Telah saya katakan dalam tulisan sebelumnya bahwa reformasi administrasi seperti dikatakan Caiden adalah artificial inducement of administrative transformation, against resistance (Leemans: 1976). Dalam definisi ini, Caiden menekankan kata “artificial” sebagai proses yang dilakukan dengan sungguh-sungguh dan direncanakan, karena pada dasarnya setiap organisasi melakukan perubahan bahkan dalam pelaksanaan kerja sehari-hari. Reformasi dilakukan karena adanya malfungsi dalam perubahan yang terjadi sehari-hari tersebut. Oleh karenanya, diperlukan perubahan yang direncanakan dengan mempertimbangkan aspek-aspek yang ada secara komprehensif. Atas definisi ini, maka keberadaan Grand Design dan Road Map Reformasi Birokrasi yang telah diterbitkan memiliki semangat yang relevan.

Reformasi administrasi di Indonesia yang saat ini dilakukan secara inititative-obligation (kewajiban yang dilakukan atas inisiatif) juga memiliki semangat yang tepat dalam rangka perubahan, karena reformasi sebagaimana disampaikan pada pembuka tulisan ini adalah kewajiban. Namun, perubahan sebagai proses dan hasil dari reformasi akan dapat bertahan lama (sustainable) apabila dilakukan atas inisiatif dari para pelakunya. Kementerian/Lembaga (K/L) yang akan melakukan reformasi birokrasi diminta untuk menyampaikan dokumen usulan dan peta jalan (road map) reformasinya.

Bagaimanapun juga, masih terdapat kesalahan dalam menginterpretasikan nilai dan semangat ini dalam ranah implementasi. Tulisan ini bertujuan memberikan gambaran tentang reformasi administrasi secara utuh, terutama dari perspektif makro. Diharapkan dengan tulisan ini kesalahan-kesalahan dalam menginterpretasikan nilai dan semangat tersebut dapat berkurang.
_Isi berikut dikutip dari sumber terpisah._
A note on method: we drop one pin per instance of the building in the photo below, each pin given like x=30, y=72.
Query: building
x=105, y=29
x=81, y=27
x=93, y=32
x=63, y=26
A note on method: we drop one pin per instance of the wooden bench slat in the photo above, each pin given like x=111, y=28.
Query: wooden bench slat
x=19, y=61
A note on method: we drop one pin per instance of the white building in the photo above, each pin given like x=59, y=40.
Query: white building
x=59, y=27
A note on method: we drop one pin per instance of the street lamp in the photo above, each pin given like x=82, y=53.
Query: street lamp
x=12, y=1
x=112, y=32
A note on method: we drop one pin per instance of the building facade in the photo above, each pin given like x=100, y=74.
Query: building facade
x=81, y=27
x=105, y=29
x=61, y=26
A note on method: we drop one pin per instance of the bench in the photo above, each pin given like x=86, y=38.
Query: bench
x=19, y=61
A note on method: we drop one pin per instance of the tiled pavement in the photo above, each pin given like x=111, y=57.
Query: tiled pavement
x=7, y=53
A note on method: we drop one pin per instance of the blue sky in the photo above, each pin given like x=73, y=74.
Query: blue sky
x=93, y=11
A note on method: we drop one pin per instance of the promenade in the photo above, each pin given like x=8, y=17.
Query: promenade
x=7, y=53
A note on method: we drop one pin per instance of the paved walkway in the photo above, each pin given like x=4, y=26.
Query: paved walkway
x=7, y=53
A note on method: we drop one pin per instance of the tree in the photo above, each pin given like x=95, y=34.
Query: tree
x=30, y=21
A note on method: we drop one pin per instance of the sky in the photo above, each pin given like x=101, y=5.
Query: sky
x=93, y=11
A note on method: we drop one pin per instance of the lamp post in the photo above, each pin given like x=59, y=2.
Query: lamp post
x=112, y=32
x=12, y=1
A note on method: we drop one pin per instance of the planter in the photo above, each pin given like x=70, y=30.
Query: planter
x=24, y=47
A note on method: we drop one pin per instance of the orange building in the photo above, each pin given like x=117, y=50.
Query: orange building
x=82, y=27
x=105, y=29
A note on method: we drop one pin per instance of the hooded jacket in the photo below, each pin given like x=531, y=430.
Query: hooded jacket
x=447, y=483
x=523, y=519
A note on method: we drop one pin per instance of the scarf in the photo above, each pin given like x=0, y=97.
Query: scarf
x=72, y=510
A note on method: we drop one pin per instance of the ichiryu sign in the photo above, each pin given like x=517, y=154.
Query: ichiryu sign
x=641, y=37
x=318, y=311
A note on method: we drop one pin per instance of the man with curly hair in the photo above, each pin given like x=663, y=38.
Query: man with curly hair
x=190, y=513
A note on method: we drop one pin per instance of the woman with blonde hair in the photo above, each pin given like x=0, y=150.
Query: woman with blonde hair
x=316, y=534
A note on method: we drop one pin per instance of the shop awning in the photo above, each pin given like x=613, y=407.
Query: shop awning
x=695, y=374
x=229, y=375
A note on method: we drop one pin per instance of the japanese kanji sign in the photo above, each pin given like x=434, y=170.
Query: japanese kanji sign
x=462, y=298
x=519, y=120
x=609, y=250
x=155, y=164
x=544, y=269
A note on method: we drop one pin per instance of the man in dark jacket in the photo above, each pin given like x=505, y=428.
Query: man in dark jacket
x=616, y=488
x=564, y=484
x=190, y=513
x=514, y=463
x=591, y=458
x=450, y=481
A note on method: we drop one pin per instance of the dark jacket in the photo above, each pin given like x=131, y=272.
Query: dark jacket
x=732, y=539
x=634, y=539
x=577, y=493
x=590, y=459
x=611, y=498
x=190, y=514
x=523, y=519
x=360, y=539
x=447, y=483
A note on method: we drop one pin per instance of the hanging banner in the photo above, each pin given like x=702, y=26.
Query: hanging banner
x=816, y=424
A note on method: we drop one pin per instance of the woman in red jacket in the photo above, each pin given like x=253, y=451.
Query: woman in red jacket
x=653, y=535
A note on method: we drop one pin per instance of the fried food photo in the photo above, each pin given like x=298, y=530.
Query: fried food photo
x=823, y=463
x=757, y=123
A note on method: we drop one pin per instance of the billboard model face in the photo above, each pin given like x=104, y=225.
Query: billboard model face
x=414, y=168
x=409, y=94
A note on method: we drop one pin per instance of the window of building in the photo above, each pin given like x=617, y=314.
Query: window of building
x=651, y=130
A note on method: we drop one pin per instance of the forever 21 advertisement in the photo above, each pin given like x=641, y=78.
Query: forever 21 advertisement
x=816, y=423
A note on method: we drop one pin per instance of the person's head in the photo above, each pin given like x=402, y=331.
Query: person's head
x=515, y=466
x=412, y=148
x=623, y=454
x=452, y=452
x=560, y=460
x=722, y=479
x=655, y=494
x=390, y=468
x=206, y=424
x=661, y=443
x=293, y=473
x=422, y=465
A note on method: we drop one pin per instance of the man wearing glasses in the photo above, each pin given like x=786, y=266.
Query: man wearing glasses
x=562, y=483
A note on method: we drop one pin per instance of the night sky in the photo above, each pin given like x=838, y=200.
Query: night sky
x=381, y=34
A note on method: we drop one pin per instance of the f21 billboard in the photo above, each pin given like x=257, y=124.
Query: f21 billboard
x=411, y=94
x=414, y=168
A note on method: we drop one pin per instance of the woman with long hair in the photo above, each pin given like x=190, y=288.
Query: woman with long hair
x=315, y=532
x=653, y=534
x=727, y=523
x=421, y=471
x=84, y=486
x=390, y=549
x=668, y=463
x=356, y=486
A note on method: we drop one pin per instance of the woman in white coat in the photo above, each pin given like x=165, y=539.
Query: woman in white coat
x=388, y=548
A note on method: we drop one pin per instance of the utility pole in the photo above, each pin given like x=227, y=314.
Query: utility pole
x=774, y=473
Tidak dapat dimungkiri bahwa gelombang reformasi administrasi masuk ke Indonesia sebagai dampak dari globalisasi. Ketiadaan hambatan dalam perpindahan orang, barang, dan gagasan menjadikan nilai-nilai yang hidup pada suatu kelompok (baca: bangsa) dapat masuk dan bereplikasi pada kelompok lain, meskipun nilai-nilai tersebut tidak selalu compatible dengan sistem nilai kelompok lain itu. Hal ini terjadi baik pada nilai-nilai di level terendah (individu) maupun nilai-nilai di level tertinggi (organisasi negara). Pada akhirnya, kedewasaan penerima dan kontrol sosial dari penguasalah yang akan menentukan apakah nilai-nilai baru tersebut akan diterima apa adanya, dimodifikasi, atau justru ditolak.

Penolakan atas nilai-nilai baru ini dilakukan dengan justifikasi bahwa nilai-nilai tersebut merupakan bentuk neo-imperialisme dan neo-kolonialisme. Mantan Presiden Tanzania, Julius K. Nyerere pada UN Conference on Governance in Africa pada tahun 1998, misalnya, pernah menyatakan bahwa konsep “good governance” adalah sebuah bentuk imperialisme dan kolonialisme. Nyerere melihatnya sebagai konsep yang dipaksakan oleh pemerintah dan perusahaan besar di negara-negara maju kepada negara-negara berkembang dan terbelakang. Penyebutan “good” pada good governance secara tidak langsung menyatakan bahwa nilai-nilai governance yang ada di Afrika yang tidak sama dengan prinsip tersebut sebagai “bad”, dan oleh karenanya negara-negara Afrika harus melakukan pengurangan peran pemerintah dalam kehidupan masyarakat, privatisasi usaha milik negara, dan memberi ruang seluas-luasnya untuk masuknya para kapitalis asing (Farazmand: 2004). Pernyataan ini ternyata memberi dampak yang luas, yaitu terkikisnya penggunaan istilah good governance pada forum-forum ilmiah dan digantikan dengan governance saja yang memiliki nilai-nilai yang secara universal dapat diterima sebagai nilai yang seharusnya dipegang oleh pemerintah di semua negara.

Seperti juga konsep good governance, konsep “administrative reform” dapat dilihat sebagai nilai yang ditanamkan negara-negara maju ke negara-negara berkembang sebagai bentuk imperialisme atau  sebagai nilai-nilai yang secara universal memang dapat diterima sebagai nilai yang baik. Semua itu bergantung pada bagaimana pemerintah sebagai pengguna nilai  memaknai nilai tersebut.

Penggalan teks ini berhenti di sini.